My daughter and her husband had to take a quick trip to Oklahoma (State Motto: “We eat steak three times a day.”) This meant we had to immediately implement our version of the “Pony Express.” In our case, the “Doggy Express.” Milo the Dog lives in Portland. I live 100 miles south in The People’s Republic of Eugene. The Doggy-Express works like this: My son-in-law drives Milo halfway down, and I drive halfway up. We meet in Salem. It’s just like divorced parents exchanging their spoiled pride and joy. The only real difference is that in our case, the spoiled kid has a leash around his neck. That, and we have him run around the parking lot peeing on everything. On second thought, I guess that could apply to either situation.

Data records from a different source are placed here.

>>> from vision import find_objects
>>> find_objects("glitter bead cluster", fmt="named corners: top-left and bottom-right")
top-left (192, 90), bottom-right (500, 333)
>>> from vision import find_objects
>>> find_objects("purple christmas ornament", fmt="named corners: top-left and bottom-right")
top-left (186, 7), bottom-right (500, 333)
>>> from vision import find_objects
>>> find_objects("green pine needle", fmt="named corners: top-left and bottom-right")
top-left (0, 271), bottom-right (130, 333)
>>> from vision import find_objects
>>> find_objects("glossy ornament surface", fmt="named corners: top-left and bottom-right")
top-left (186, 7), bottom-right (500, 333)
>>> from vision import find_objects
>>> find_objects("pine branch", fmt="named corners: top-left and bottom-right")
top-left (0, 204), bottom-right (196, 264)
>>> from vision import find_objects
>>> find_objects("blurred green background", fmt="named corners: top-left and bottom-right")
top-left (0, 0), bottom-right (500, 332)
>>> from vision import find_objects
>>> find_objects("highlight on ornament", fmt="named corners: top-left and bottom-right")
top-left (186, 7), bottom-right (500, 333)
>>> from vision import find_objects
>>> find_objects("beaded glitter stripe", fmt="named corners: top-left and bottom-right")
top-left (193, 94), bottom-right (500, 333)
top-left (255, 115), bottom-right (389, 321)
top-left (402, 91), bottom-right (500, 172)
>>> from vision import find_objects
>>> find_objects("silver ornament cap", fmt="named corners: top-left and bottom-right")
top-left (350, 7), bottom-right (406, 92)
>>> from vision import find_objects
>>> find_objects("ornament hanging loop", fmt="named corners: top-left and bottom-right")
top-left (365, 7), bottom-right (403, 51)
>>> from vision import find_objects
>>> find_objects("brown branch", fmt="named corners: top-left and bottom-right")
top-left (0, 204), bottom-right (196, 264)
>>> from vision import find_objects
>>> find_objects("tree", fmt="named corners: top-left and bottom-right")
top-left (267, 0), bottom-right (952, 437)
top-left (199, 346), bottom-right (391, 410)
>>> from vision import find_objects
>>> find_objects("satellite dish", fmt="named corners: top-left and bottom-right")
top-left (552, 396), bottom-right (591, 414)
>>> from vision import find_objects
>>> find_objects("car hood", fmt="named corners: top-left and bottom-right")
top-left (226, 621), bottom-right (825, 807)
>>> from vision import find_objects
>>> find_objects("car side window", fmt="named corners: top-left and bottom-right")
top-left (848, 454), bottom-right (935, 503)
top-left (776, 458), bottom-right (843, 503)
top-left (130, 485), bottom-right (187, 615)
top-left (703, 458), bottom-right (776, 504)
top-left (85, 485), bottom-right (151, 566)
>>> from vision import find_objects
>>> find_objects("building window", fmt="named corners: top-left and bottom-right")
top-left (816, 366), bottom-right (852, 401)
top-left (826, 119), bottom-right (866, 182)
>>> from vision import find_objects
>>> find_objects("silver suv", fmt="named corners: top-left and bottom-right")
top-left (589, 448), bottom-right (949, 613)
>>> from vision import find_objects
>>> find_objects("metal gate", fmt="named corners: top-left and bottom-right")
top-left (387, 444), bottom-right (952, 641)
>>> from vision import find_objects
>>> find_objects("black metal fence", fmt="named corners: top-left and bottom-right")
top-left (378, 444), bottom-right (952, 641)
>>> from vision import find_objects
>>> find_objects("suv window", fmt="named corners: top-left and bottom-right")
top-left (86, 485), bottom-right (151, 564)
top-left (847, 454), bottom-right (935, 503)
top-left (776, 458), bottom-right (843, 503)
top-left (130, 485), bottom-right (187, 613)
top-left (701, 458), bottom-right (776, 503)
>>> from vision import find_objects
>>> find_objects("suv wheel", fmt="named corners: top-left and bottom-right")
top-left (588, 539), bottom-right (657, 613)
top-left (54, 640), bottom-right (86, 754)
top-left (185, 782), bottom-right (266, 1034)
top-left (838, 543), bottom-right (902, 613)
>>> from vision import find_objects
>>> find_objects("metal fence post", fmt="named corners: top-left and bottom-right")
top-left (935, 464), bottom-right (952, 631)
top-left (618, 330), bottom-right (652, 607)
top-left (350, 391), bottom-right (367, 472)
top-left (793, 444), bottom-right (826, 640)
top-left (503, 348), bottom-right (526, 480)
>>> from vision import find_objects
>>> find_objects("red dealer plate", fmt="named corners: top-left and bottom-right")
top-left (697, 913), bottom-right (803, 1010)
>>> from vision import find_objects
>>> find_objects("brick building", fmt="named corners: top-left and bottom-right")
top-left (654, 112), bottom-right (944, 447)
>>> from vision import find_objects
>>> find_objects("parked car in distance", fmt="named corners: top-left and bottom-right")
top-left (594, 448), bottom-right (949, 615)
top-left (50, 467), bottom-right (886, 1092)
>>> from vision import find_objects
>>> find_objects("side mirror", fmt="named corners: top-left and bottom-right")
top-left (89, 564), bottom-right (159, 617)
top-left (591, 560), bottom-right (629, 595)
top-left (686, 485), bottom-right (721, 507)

After another smooth exchange everything seems fine. I drive Milo back to my place in Eugene. I take him on late night walk and think everything is fine for the night. The problem begins at 3:30 a.m.
I wake up in the middle of the night and realize Milo is outside my bedroom door whining like a fire detector. I ride it out for a few minutes, but finally crawl out of bed.
Now, it is important here to set the stage. My wife was away for the weekend, but before leaving, she reminded me of her long-standing directive that Milo was not allowed in our bedroom, and under absolutely NO circumstances, was he allowed on our bed. So, I open the door and tell him to jump on the bed. In my defense, I’m like the exhausted parent who will do anything to make the baby stop crying. It’s Marshall Law, peace time rules simply do not apply.
Milo dutifully hops up. I retreat back to bed, and immediately begin willing myself back to sleep. But an unsettling feeling washes over me. I feel a presence. When I peek my eyes open, a large dark figure is sitting bolt upright staring at me. Unsettling, to say the least.
Concerned Milo needs to go to the bathroom, I once again drag myself out of bed, get dressed, and take him for a walk. IT IS 3:30 IN THE MORING! No signs of life are visible. The world hangs in dark immoveable silence as Milo contentedly trots down the sidewalk. It is immediately clear he does not need to relieve himself.
The trip ends with a whimper, not a bang. Milo contentedly walks back to his bed in the living room, and I go back to salvage what is left of the night.
I am telling you this story for two reasons. First, NEVER GET A DOG. Second, I need a referral. If you can take a moment to shoot me a message, I am looking for an experienced canine psychiatrist. One who specializes in EXTREMELY spoiled dogs.